Olfactory dysfunction in a novel model of prodromal Parkinson’s disease in adult zebrafish

Olfactory dysfunction is an early clinical marker of prodromal Parkinson’s disease (PD), yet the underlying mechanisms remain unclear. To explore this relationship, we developed a zebrafish model that recapitulates prodromal PD-associated olfactory impairment without affecting motor function. We used zebrafish, due to their olfactory system’s similarity to mammals and their unique nervous system regenerative capacity.
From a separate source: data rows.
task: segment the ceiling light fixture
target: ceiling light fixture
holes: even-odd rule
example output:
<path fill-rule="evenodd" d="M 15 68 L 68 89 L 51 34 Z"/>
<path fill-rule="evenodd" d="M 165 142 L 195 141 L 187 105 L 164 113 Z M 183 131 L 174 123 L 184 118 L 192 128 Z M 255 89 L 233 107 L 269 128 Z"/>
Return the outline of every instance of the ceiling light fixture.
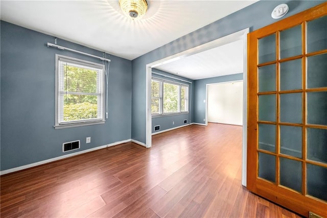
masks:
<path fill-rule="evenodd" d="M 124 13 L 133 19 L 141 18 L 148 9 L 146 0 L 119 0 L 119 5 Z"/>

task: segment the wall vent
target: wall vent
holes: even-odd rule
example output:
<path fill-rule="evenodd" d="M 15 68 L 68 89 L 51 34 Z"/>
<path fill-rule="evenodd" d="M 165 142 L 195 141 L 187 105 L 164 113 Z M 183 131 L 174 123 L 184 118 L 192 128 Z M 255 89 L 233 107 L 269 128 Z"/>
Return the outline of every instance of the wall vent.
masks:
<path fill-rule="evenodd" d="M 62 143 L 62 152 L 79 149 L 80 147 L 80 140 L 64 142 Z"/>

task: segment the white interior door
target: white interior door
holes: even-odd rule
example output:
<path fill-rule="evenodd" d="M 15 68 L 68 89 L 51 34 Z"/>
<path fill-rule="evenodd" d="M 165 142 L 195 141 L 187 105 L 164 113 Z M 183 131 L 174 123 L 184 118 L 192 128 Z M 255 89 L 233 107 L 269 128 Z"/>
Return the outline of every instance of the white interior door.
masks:
<path fill-rule="evenodd" d="M 208 85 L 208 122 L 243 125 L 243 81 Z"/>

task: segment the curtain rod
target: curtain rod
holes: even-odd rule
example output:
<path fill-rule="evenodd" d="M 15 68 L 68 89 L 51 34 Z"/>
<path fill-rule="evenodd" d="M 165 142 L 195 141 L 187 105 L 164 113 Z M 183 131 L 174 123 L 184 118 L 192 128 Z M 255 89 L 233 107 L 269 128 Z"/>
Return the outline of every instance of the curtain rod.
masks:
<path fill-rule="evenodd" d="M 53 47 L 53 48 L 56 48 L 57 49 L 61 49 L 62 50 L 70 51 L 71 52 L 76 52 L 77 53 L 82 54 L 83 54 L 83 55 L 87 55 L 87 56 L 91 56 L 91 57 L 95 57 L 96 58 L 99 58 L 100 60 L 106 60 L 106 61 L 107 61 L 108 62 L 110 62 L 111 61 L 110 59 L 107 59 L 107 58 L 105 58 L 104 57 L 99 57 L 98 56 L 93 55 L 90 54 L 86 53 L 85 52 L 80 52 L 80 51 L 77 51 L 77 50 L 75 50 L 74 49 L 69 49 L 69 48 L 64 47 L 63 46 L 58 46 L 58 45 L 53 44 L 53 43 L 50 43 L 50 42 L 48 42 L 48 43 L 46 44 L 46 46 L 48 46 L 48 47 Z"/>
<path fill-rule="evenodd" d="M 179 79 L 179 78 L 174 77 L 170 76 L 168 76 L 167 75 L 162 74 L 161 73 L 154 72 L 153 71 L 152 71 L 151 73 L 153 73 L 154 74 L 157 74 L 157 75 L 160 75 L 160 76 L 164 76 L 165 77 L 169 77 L 169 78 L 171 78 L 174 79 L 177 79 L 177 80 L 182 81 L 183 82 L 188 82 L 189 83 L 191 83 L 192 84 L 192 82 L 190 82 L 189 81 L 184 80 L 183 79 Z"/>

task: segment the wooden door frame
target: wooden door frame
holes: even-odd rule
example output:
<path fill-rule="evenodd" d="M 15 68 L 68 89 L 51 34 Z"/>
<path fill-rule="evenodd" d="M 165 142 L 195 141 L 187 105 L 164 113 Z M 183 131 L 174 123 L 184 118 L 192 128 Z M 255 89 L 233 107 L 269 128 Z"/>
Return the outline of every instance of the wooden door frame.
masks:
<path fill-rule="evenodd" d="M 264 181 L 263 180 L 257 179 L 258 97 L 257 95 L 258 57 L 256 51 L 258 49 L 251 49 L 251 48 L 258 48 L 258 36 L 260 36 L 260 38 L 264 37 L 278 31 L 301 25 L 301 24 L 303 24 L 302 25 L 302 28 L 306 28 L 305 25 L 306 21 L 316 19 L 326 15 L 327 3 L 325 2 L 291 17 L 261 28 L 251 32 L 248 35 L 248 59 L 249 60 L 249 62 L 248 64 L 248 161 L 247 187 L 251 191 L 306 216 L 309 216 L 308 211 L 312 211 L 323 216 L 327 216 L 327 204 L 322 200 L 315 199 L 313 197 L 308 197 L 306 195 L 306 192 L 303 192 L 305 195 L 299 194 L 294 191 L 282 188 L 281 186 L 277 186 L 272 183 L 269 183 Z M 306 32 L 305 30 L 306 29 L 304 29 L 303 32 Z M 306 42 L 305 37 L 305 35 L 302 35 L 302 45 L 303 45 Z M 279 46 L 278 43 L 277 36 L 276 48 Z M 306 54 L 306 48 L 305 46 L 303 47 L 305 47 L 302 48 L 303 55 L 302 56 L 305 57 Z M 325 52 L 325 50 L 323 50 L 323 52 Z M 277 50 L 276 52 L 276 60 L 278 60 L 278 53 Z M 299 56 L 300 56 L 299 55 Z M 256 61 L 255 63 L 253 63 L 254 61 L 252 61 L 252 63 L 250 62 L 251 60 L 256 60 Z M 271 63 L 273 63 L 273 62 L 271 61 Z M 303 63 L 302 64 L 302 67 L 305 69 L 305 62 Z M 278 67 L 277 66 L 276 70 L 277 71 L 278 70 Z M 255 73 L 251 73 L 251 72 Z M 278 82 L 277 78 L 276 80 L 276 82 Z M 305 85 L 303 84 L 303 89 L 305 89 Z M 303 91 L 303 92 L 305 91 L 305 90 Z M 278 90 L 277 90 L 277 92 L 278 92 Z M 276 93 L 276 94 L 277 94 L 278 93 Z M 278 101 L 277 104 L 278 107 Z M 256 108 L 256 110 L 253 108 Z M 255 169 L 255 170 L 253 170 L 253 169 Z M 303 170 L 303 169 L 302 170 Z M 302 174 L 304 172 L 302 171 Z M 276 178 L 276 181 L 277 181 L 278 179 L 278 178 Z M 306 181 L 303 181 L 303 182 L 306 183 Z M 272 191 L 271 191 L 271 190 L 274 190 L 276 191 L 273 193 Z M 305 202 L 305 203 L 303 202 Z"/>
By injecting 6-hydroxydopamine (6-OHDA) into the dorsal telencephalic ventricle, we observed a significant loss of dopaminergic (DA) periglomerular neurons in the olfactory bulb (OB) and retrograde degeneration of olfactory sensory neurons (OSNs) in the olfactory epithelium (OE). These alterations led to impaired responses to cadaverine, an aversive odorant, while responses to alanine, an attractive odorant, remained intact. 6-OHDA triggered robust neuroinflammatory responses that was attenuated by pranlukast, an anti-inflammatory drug. By 7 days post-injection, dopaminergic synapses in the OB were remodeled, OSNs in the OE appeared recovered, and neuroinflammation subsided, leading to full recovery of olfactory responses to cadaverine. These findings highlight zebrafish remarkable neuroplasticity and suggest this novel model of prodromal PD could provide valuable insights into early PD pathology. Understanding the interplay between dopaminergic loss, neuroinflammation, and olfactory dysfunction may inform therapeutic strategies for PD patients suffering from olfactory dysfunction.